The government blames the attacks almost exclusively on the ADF, an Islamist-inspired group whose original goal was to topple the government of neighboring Uganda and replace it with an Islamist one. In the face of military pressure in their home country, the rebels quickly established the mountainous border region between the DRC and Uganda as their base, from which they carried out low-level attacks in both countries. Analysts say that their actions have shown little if any adherence to their professed religious goals and that a range of local and regional interests are driving the recent surge in violence.

A child looks into a ward set aside for injured soldiers at the general hospital in Beni, Democratic Republic of Congo. The army is engaged in a long-running conflict with Ugandan ADF rebels who have killed hundreds in the area since 2014. Tommy Trenchard

A report published earlier this year by the U.N.'s Group of Experts on the Democratic Republic of Congo alleged that elements of the military were in fact supporting the ADF by providing the rebels with arms and ammunition. In earlier reports, the U.N. group suggested army officers were benefiting from timber felled in the rebels' jungle strongholds.

Some of Beni's residents suspect the government is using the chaos in the east as a distraction from a bitter political row over the postponement of elections until 2018. (President Joseph Kabila's legal mandate ran out on December 19.)

Others argue that Rwandan Hutus are driving the violence in the hopes of snatching land traditionally owned by the ethnic Nande group, while others say that neighboring countries are stoking the violence so they can continue to benefit from the flow of gold through ADF areas.
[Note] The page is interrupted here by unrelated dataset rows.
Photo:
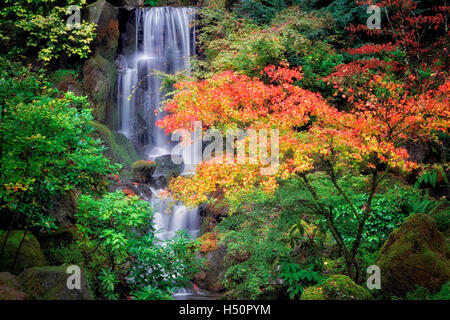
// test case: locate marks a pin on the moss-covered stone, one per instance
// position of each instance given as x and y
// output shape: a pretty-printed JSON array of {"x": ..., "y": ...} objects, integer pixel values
[
  {"x": 336, "y": 287},
  {"x": 58, "y": 237},
  {"x": 100, "y": 77},
  {"x": 50, "y": 283},
  {"x": 414, "y": 255},
  {"x": 66, "y": 80},
  {"x": 120, "y": 149},
  {"x": 30, "y": 254},
  {"x": 142, "y": 170}
]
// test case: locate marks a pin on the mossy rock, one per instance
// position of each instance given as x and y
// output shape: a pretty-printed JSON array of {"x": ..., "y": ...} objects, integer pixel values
[
  {"x": 66, "y": 80},
  {"x": 59, "y": 246},
  {"x": 10, "y": 289},
  {"x": 414, "y": 255},
  {"x": 58, "y": 237},
  {"x": 336, "y": 287},
  {"x": 30, "y": 254},
  {"x": 100, "y": 77},
  {"x": 142, "y": 170},
  {"x": 119, "y": 147},
  {"x": 50, "y": 283}
]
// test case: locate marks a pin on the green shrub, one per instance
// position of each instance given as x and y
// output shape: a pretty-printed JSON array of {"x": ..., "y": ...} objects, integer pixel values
[
  {"x": 143, "y": 170},
  {"x": 120, "y": 248}
]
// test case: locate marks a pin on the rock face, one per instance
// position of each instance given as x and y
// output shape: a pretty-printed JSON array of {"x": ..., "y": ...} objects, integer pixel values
[
  {"x": 50, "y": 283},
  {"x": 414, "y": 255},
  {"x": 211, "y": 279},
  {"x": 119, "y": 147},
  {"x": 99, "y": 71},
  {"x": 142, "y": 171},
  {"x": 336, "y": 287},
  {"x": 64, "y": 209},
  {"x": 165, "y": 170},
  {"x": 10, "y": 289},
  {"x": 30, "y": 254}
]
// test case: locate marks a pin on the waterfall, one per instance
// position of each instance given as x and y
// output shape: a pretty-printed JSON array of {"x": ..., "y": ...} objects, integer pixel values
[{"x": 164, "y": 41}]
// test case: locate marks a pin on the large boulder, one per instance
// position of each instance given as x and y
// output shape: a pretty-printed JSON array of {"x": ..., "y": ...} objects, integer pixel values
[
  {"x": 99, "y": 80},
  {"x": 10, "y": 289},
  {"x": 30, "y": 254},
  {"x": 119, "y": 147},
  {"x": 211, "y": 278},
  {"x": 336, "y": 287},
  {"x": 99, "y": 71},
  {"x": 50, "y": 283},
  {"x": 414, "y": 255}
]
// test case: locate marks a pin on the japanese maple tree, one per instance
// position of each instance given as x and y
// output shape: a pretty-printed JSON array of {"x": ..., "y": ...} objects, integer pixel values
[{"x": 313, "y": 136}]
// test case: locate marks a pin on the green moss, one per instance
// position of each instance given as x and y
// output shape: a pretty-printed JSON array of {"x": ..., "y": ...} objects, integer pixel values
[
  {"x": 50, "y": 283},
  {"x": 336, "y": 287},
  {"x": 120, "y": 149},
  {"x": 30, "y": 254},
  {"x": 414, "y": 255},
  {"x": 142, "y": 170}
]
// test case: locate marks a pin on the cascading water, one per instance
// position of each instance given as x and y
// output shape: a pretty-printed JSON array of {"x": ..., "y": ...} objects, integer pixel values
[{"x": 164, "y": 41}]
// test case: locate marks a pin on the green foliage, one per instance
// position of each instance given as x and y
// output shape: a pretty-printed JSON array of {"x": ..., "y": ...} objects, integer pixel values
[
  {"x": 230, "y": 43},
  {"x": 142, "y": 170},
  {"x": 257, "y": 244},
  {"x": 298, "y": 278},
  {"x": 260, "y": 12},
  {"x": 421, "y": 293},
  {"x": 118, "y": 147},
  {"x": 39, "y": 26},
  {"x": 336, "y": 287},
  {"x": 46, "y": 148},
  {"x": 120, "y": 247}
]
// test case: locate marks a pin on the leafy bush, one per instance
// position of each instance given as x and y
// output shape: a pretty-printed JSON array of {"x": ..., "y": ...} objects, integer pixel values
[
  {"x": 143, "y": 170},
  {"x": 298, "y": 278}
]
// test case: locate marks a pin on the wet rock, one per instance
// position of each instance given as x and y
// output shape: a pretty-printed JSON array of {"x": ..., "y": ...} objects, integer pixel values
[
  {"x": 10, "y": 289},
  {"x": 30, "y": 254},
  {"x": 50, "y": 283},
  {"x": 414, "y": 255},
  {"x": 166, "y": 168}
]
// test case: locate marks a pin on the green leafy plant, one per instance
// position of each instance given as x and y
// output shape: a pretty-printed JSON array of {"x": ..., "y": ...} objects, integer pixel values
[
  {"x": 121, "y": 250},
  {"x": 38, "y": 26},
  {"x": 298, "y": 278}
]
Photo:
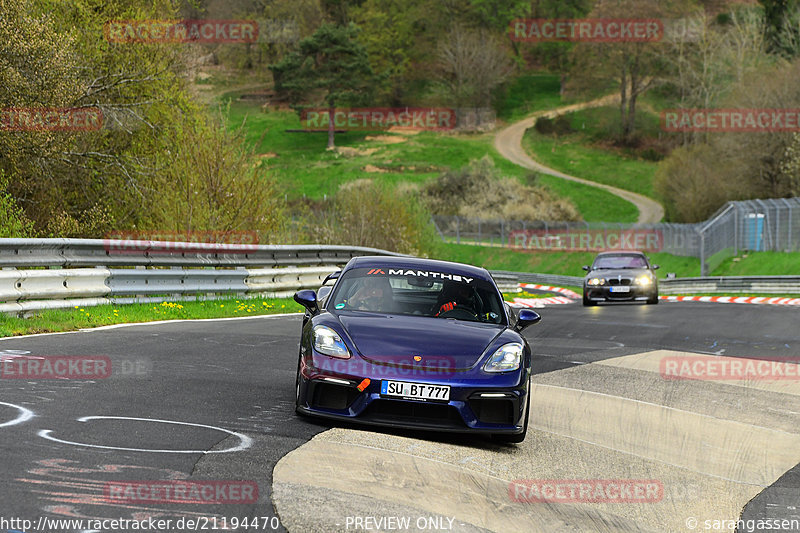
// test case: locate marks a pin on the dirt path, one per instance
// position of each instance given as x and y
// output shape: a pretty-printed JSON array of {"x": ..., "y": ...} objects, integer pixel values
[{"x": 509, "y": 143}]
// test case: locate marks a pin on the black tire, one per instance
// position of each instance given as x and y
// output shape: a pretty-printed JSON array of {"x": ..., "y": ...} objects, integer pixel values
[
  {"x": 516, "y": 439},
  {"x": 587, "y": 302}
]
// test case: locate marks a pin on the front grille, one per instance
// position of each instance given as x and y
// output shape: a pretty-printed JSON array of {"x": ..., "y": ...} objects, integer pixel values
[
  {"x": 414, "y": 413},
  {"x": 332, "y": 396},
  {"x": 494, "y": 410}
]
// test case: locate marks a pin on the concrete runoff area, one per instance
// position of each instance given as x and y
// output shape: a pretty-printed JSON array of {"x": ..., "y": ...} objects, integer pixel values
[{"x": 712, "y": 444}]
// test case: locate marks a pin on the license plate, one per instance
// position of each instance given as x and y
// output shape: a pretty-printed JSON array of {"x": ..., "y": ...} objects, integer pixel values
[{"x": 416, "y": 391}]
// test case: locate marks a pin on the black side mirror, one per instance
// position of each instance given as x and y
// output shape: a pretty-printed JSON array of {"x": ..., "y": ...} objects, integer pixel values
[
  {"x": 526, "y": 318},
  {"x": 332, "y": 275},
  {"x": 323, "y": 292},
  {"x": 308, "y": 299}
]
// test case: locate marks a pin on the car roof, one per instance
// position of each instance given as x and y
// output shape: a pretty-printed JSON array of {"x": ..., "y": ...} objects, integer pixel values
[
  {"x": 417, "y": 263},
  {"x": 622, "y": 252}
]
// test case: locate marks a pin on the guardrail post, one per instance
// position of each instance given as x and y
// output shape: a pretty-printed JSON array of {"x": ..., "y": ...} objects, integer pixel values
[{"x": 703, "y": 266}]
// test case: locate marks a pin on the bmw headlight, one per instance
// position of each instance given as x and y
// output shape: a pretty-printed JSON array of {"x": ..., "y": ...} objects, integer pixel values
[
  {"x": 328, "y": 342},
  {"x": 508, "y": 357}
]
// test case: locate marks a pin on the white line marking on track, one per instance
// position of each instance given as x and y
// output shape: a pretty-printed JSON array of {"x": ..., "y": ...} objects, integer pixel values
[
  {"x": 24, "y": 416},
  {"x": 245, "y": 443},
  {"x": 114, "y": 326}
]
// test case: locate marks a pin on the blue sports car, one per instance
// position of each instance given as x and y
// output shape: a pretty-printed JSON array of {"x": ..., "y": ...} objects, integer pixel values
[{"x": 415, "y": 343}]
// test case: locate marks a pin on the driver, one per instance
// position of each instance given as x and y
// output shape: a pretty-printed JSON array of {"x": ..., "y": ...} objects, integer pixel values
[
  {"x": 375, "y": 294},
  {"x": 456, "y": 295}
]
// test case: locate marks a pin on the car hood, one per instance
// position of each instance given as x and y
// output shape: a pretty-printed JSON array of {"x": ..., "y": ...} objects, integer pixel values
[
  {"x": 613, "y": 273},
  {"x": 395, "y": 340}
]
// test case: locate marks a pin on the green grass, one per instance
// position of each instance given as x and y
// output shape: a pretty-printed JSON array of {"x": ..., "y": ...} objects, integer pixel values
[
  {"x": 571, "y": 155},
  {"x": 54, "y": 320},
  {"x": 302, "y": 166},
  {"x": 760, "y": 263},
  {"x": 562, "y": 263},
  {"x": 569, "y": 263}
]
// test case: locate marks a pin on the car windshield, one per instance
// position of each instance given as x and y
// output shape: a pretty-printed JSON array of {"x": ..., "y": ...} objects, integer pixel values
[
  {"x": 619, "y": 261},
  {"x": 417, "y": 292}
]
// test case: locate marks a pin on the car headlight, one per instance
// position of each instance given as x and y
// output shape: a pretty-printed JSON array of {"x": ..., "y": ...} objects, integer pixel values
[
  {"x": 508, "y": 357},
  {"x": 328, "y": 342}
]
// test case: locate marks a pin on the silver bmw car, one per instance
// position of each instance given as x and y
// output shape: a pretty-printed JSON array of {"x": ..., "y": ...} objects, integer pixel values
[{"x": 620, "y": 276}]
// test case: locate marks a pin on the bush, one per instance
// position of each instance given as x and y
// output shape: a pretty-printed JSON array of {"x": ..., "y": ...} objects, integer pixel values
[{"x": 13, "y": 222}]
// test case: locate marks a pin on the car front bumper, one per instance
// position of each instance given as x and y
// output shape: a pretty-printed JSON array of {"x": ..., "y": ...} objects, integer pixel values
[
  {"x": 605, "y": 293},
  {"x": 496, "y": 405}
]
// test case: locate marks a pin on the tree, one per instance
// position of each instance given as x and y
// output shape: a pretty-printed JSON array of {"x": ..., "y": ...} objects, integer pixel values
[
  {"x": 710, "y": 59},
  {"x": 781, "y": 27},
  {"x": 697, "y": 179},
  {"x": 495, "y": 15},
  {"x": 632, "y": 67},
  {"x": 330, "y": 61},
  {"x": 556, "y": 56}
]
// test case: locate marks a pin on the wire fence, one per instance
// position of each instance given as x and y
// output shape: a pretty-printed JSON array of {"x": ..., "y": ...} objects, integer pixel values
[{"x": 751, "y": 225}]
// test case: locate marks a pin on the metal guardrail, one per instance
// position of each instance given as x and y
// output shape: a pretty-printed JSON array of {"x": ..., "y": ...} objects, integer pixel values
[
  {"x": 732, "y": 284},
  {"x": 45, "y": 273},
  {"x": 51, "y": 276},
  {"x": 542, "y": 279}
]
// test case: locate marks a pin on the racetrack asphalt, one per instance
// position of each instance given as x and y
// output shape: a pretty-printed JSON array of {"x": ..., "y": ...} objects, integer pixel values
[{"x": 235, "y": 380}]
The presence of an active jihadi organization has also proved a useful bargaining chip for nearby states looking to bring in foreign military aid.

In a report published last March, the nonprofit Congo Research Group said it had found "extensive evidence indicating that members of the FARDC [the armed forces] have actively participated in massacres."

Many survivors of the killings speak of fighters dressed in the uniform of the national army. Others question why some of the attacks have been allowed to take place within minutes of army bases.

"The soldiers are becoming rebels, and the government is not telling us the truth. They just fire in the air," says Vivuya, echoing a common belief in the town: that the army has been ordered not to fight the rebels.

Beni's mayor, Nyonyi Bwanakawa, denied that the group was receiving support from the government. When Newsweek visited him at his office in downtown Beni, he was surrounded in the atrium by a group of around 40 women, widows of soldiers killed by the ADF who were demanding their unpaid pensions.

Bwanakawa insisted that no members of the military have taken part in the attacks, saying ADF fighters have been stealing uniforms from the soldiers they kill, leading to confusion among the public. He added that the government changed the design of its soldiers' uniforms in August to help avoid false identification of soldiers.

For Kahendo, sitting in a friend's living room on the outskirts of Beni, the identity of the men who killed her children barely matters. She now lives in permanent fear.

"The government should prevent these attacks. Living on the outside of town, we are always afraid," she says, her hands trembling. "And they should support the victims. But they have done nothing."